The aims of this study were to examine the responses of Hong Kong Chinese women receiving an abnormal smear result and to compare any differences in responses depending on the diagnosis of the abnormal smear.


The implementation of cervical screening programmes has resulted in an increasing number of women receiving an abnormal smear result requiring cytological surveillance or referral for colposcopy. Evidence suggests that women frequently misunderstood such results, believing that they already have cancer. However, little is known about the responses of Chinese women in this situation.


An exploratory qualitative study.


Face-to-face semi-structured tape-recorded interviews were undertaken with 66 women sampled opportunistically from an urban centre of a major non-governmental service provider.
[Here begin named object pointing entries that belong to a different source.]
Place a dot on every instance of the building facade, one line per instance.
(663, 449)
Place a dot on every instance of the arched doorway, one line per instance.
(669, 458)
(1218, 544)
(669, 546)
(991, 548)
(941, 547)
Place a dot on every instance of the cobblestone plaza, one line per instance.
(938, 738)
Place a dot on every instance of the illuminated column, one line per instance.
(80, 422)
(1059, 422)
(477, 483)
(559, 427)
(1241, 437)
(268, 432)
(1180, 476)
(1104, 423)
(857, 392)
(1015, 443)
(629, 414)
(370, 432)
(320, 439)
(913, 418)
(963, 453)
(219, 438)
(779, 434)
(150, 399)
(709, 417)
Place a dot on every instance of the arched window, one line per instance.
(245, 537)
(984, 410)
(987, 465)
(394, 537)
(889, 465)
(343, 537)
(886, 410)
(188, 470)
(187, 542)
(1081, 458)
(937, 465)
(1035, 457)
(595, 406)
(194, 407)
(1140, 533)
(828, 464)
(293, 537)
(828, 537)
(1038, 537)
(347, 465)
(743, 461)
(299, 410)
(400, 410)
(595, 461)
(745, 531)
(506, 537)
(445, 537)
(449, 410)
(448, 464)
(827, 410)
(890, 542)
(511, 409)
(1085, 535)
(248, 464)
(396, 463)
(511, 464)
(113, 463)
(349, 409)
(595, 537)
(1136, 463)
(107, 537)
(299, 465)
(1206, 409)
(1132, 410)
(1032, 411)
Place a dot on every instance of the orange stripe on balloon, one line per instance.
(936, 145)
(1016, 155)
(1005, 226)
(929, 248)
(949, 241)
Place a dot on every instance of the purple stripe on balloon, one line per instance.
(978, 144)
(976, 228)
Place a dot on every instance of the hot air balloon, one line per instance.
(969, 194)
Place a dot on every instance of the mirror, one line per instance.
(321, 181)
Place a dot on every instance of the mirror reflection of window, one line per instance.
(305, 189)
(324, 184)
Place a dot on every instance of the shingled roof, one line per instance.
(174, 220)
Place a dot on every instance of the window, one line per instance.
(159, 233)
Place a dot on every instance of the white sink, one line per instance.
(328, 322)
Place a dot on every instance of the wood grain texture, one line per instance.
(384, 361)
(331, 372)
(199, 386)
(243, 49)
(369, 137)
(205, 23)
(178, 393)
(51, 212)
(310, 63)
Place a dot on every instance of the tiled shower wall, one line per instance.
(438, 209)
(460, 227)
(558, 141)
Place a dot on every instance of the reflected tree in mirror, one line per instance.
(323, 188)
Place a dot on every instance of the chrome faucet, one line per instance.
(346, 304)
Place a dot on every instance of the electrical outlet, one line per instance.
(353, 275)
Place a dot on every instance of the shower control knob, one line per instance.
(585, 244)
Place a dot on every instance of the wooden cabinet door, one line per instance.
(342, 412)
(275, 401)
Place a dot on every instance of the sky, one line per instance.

Amongst this sample, 22 women required cytological surveillance, 20 required treatment for vaginitis and 24 were referred for colposcopy. Thematic analysis was undertaken of the translated interviews within and across groups to identify categories and themes illustrating women's responses to an abnormal smear result.


An important difference in the comparison of the data sets was that of women's understanding of the cause of the abnormal result. Women with vaginitis understood the cause of their abnormality, whereas those in the other groups remained unclear about their abnormality, generating feelings of fear and uncertainty. Trust in practitioners influenced women's acceptance of the result.


Although responses of Chinese women are similar to those in other population groups, with those referred for colposcopy experiencing greater anxiety than those undergoing cytological surveillance, balancing feelings of uncertainty and acceptance influenced Chinese women's responses to their abnormal results and allowed them to make sense of their result in their everyday life. Trust in the practitioner was essential to the acceptance of their result.


Such findings highlight implications for nursing practice, in particular developing information-giving strategies and targeted information to help women manage feelings of uncertainty. The importance of trusting professional relationships in determining women's acceptance of an abnormal result is also highlighted. The findings suggest nurses working with Chinese women should consider the underlying influence of culture on women's beliefs and actions.